Privacy Breach Prevention Tips

Learn privacy breach prevention from real life scenarios that demonstrate how to apply privacy compliance principles to your day-to-day role.

#1: Privacy training is critical to compliance

 

The Scenario: Unauthorized records access by staff

A clinic employee on leave at Dr. Smith’s clinic entered the clinic during office hours and accessed electronic patient records using another employee’s login credentials. Another staff member later informed Dr. Smith that the employee improperly accessed the medical records of family and friends and potentially removed copies of files from the clinic.

The Outcome: Clinician found responsible

An investigation by the OIPC found the clinic had policies and procedures in place to prevent such inappropriate access but none of the staff had been trained. No one in the clinic could locate the OIPC accepted Privacy Impact Assessment that had been completed. 

Failing to train staff on clinic policies and procedures meant to safeguard patient privacy goes against the Health Information Act. The actions of untrained staff are the responsibility of the lead custodian.

The Takeaway:

It is not enough to create compliant policies and procedures. To remain compliant with the Health Information Act, all staff must be trained on accepted policies and procedures, and that training must be documented. 

 

#2: Provide patient information properly

 

The Scenario: Providing copy of ECG to patient by Custodian who did not requisition the ECG

Mrs. Smith was attending a routine hygiene appointment. During her visit, she mentioned to the hygienist at her dental clinic that she was anxious about receiving test results back from an ECG she’d had two days before. Wanting to be helpful, the hygienist looked up the results in Netcare and told Mrs. Smith what they said. 

The Outcome: Potential Risk of Harm

This is unauthorized disclosure. Given the hygienist has no reason to access the file from Netcare, it contravenes Sec. 107 of the HIA. There is no way to tell if Mrs. Smith’s physician has reviewed the document with the patient. 

The Takeaway: 

Generally speaking, a patient has a right of access to any record containing health information about themselves (section 7(1) of the HIA). However, while a patient has rights to their health information, it matters who they get it from. In a situation like this, get consent from the physician who ordered the original test to release the record, or the specialist providing the consultation.

Exceptions: there are provisions in the Health Information Act (HIA) (section 11) to allow certain information to be withheld, such as mental health, WCB information, or danger to health/welfare of patient or others. 

 

#3: Information Manager Agreements

 

The scenario: An improper agreement. 

A custodian worked with an American vendor who wanted to use their Business Associate Agreement (BAA) under HIPAA (US Legislation). The BAA did not have the proper notifications and the BAA reflected that the vendor would use the information for internal purposes, such as research or trending improvements. 

The outcome: Vendors using information for internal purposes is not acceptable under the HIA. 

Vendors are responsible to conform to legislation in Alberta and to ensure that the Health Information that is collected, used and disclosed is consistent with Alberta legislation. 

In this case, the custodian could not prove adequate safeguards and needed to make a decision to change vendors or to take the risk that there was not proper safeguards. Knowing the vendor was using the health information for purposes other than it was collected, made the custodian responsible for the confidentiality of their patients’ information.  

The takeaway: 

Often BAA or Service Agreements are able to be amended to contain the correct information as required under s 7.2 of the Health Information Act - discussion with your vendor or with a privacy expert to ensure compliant safeguards are in place. 

 

#4: Assume the worst case (in advance)

 

The Scenario: Unauthorized third party access

After a break-in, one clinic discovered patient files were left on a counter rather than locked away, and that they had been “disturbed”. 

The Outcome: Potential risk of harm

This is unauthorized access.

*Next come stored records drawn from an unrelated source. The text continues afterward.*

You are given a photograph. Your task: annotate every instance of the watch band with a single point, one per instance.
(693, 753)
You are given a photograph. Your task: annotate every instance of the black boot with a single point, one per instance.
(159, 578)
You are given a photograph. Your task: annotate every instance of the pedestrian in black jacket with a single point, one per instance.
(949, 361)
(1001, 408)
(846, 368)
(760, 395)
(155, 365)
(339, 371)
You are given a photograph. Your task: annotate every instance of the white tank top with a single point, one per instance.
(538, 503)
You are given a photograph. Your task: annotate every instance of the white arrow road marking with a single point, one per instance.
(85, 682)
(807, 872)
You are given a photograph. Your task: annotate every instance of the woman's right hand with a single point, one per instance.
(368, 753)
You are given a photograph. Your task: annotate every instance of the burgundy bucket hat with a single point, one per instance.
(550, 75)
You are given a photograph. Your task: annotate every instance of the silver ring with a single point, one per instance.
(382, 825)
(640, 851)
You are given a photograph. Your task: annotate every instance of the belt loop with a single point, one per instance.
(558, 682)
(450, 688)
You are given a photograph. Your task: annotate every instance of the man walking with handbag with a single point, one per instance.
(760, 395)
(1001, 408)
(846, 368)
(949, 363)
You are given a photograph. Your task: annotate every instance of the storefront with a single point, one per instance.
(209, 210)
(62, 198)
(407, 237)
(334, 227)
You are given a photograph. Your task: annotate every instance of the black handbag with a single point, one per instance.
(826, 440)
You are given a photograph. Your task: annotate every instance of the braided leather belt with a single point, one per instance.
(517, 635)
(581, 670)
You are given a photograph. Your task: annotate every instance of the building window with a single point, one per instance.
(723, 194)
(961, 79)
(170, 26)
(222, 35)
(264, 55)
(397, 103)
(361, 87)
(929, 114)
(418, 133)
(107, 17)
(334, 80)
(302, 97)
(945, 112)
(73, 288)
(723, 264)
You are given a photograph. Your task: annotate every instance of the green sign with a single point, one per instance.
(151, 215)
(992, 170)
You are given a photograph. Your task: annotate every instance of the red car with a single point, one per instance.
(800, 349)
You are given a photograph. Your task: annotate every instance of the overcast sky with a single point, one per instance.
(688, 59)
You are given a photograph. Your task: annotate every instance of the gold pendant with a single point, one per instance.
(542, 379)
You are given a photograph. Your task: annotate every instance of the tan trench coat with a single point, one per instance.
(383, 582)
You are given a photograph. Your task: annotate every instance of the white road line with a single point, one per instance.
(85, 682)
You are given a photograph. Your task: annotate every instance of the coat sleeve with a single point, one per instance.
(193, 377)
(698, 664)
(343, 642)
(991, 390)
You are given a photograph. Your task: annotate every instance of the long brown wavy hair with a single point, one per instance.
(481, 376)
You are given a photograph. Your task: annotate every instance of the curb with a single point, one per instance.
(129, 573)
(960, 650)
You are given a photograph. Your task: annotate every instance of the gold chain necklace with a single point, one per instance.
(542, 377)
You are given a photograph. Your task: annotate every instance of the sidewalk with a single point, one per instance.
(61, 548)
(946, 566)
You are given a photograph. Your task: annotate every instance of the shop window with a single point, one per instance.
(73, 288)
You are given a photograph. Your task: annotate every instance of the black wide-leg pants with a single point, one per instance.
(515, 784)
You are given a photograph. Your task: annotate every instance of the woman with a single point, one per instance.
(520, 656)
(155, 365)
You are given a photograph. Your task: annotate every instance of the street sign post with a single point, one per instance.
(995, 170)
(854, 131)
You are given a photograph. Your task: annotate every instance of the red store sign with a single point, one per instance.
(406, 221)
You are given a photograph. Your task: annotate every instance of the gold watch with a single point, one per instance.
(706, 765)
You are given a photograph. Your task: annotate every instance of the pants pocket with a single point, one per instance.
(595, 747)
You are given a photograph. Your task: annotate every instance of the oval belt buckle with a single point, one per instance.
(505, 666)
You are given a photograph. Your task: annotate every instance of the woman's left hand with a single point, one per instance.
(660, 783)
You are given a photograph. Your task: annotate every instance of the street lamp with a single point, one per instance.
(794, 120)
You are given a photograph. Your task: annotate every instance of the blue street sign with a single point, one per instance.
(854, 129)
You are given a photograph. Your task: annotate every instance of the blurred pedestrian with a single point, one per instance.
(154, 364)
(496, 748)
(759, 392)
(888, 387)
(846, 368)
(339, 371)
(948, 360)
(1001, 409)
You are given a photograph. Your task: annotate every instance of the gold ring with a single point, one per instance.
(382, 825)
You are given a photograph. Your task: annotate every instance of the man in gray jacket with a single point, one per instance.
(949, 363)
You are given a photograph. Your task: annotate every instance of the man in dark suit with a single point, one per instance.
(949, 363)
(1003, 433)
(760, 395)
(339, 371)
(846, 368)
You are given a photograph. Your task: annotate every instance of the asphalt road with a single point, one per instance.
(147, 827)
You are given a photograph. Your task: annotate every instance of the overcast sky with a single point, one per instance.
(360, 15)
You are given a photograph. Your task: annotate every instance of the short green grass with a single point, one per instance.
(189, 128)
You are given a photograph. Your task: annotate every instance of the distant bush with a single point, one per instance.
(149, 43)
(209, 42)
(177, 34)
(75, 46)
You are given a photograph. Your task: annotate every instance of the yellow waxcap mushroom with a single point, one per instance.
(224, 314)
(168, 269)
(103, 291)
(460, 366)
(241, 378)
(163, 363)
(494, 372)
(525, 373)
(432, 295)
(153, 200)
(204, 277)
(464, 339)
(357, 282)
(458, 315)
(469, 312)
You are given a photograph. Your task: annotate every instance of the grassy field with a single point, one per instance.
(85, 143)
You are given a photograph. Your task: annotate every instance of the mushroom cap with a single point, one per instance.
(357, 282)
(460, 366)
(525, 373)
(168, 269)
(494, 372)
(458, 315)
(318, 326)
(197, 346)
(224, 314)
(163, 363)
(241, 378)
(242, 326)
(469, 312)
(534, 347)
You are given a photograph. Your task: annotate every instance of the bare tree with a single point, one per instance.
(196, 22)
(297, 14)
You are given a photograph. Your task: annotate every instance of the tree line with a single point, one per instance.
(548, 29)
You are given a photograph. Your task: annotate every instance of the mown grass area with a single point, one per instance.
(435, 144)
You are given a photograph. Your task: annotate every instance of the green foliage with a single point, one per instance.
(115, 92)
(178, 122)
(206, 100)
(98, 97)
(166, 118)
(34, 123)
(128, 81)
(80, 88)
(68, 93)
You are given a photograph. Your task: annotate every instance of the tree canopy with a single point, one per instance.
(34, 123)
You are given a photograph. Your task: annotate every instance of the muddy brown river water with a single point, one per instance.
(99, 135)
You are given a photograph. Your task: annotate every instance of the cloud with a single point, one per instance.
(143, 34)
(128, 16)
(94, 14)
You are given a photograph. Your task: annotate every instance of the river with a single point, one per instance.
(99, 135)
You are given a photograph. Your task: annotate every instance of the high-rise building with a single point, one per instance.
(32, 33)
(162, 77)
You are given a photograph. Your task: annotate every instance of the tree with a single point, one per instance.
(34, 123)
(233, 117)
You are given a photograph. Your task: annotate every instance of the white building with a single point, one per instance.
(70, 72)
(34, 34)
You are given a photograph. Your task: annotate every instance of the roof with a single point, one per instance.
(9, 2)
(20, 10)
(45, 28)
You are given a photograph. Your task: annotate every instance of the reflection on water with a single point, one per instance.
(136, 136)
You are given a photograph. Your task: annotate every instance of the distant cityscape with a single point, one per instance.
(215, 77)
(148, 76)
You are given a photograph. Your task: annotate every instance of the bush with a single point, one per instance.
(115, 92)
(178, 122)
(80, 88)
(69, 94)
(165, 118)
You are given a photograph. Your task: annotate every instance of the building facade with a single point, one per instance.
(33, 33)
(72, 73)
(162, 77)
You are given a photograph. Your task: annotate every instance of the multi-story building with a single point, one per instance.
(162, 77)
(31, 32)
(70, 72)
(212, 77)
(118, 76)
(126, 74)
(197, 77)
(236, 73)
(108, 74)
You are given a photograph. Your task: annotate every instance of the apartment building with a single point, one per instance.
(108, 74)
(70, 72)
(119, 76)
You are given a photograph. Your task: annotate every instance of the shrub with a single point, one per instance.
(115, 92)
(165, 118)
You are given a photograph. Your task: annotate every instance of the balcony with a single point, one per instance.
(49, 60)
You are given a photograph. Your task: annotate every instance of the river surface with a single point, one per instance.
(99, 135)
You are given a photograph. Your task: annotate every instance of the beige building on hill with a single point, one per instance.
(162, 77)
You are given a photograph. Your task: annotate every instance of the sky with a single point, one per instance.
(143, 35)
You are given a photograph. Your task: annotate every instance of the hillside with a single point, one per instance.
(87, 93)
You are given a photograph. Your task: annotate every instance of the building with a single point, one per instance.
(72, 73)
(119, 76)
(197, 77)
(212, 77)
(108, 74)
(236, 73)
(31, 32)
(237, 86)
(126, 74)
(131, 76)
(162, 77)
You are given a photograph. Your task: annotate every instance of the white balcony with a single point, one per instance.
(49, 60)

There is no way to prove with certainty that the information was not accessed inappropriately and that there is no risk of harm to the patients involved.

The Takeaway: Enforce appropriate safeguards

Patient information must be secured from unauthorized access - the locks on outer doors are not enough. There is no way to prove the thieves did not view and/or record the information, in which case risk of harm cannot be disproven.

 

#5: Managing the information of minors

 

The Scenario: Unauthorized disclosure to parents

A 16-year-old would like to start using birth control but does not want the information disclosed to her mother. Given the mother was very involved with the GP in managing a severe respiratory issue with her child the year before, when Mom asked to see records for her daughter’s latest visit staff assumed it was OK to share the patient’s latest records.

The Outcome: 

This is unauthorized disclosure - a breach. Alberta has established no set age for a mature minor (the physician has to make the determination, considering a variety of factors such as the seriousness of the proposed treatment). The courts generally recognize approximately 16 years as the threshold for maturity, and none have recognized any individual younger than 14 years. 

The Takeaway: 

Adequate training will ensure staff and physicians are properly prepared for highly charged and emotional demands from patients. If the clinic does not have access to a privacy expert, or the privacy officer is not fully briefed on ‘gray’ matters such as this, action of staff tends to favour the ‘squeakiest wheel’ - in this case, the concerned mother, thus violating the rights of the patient.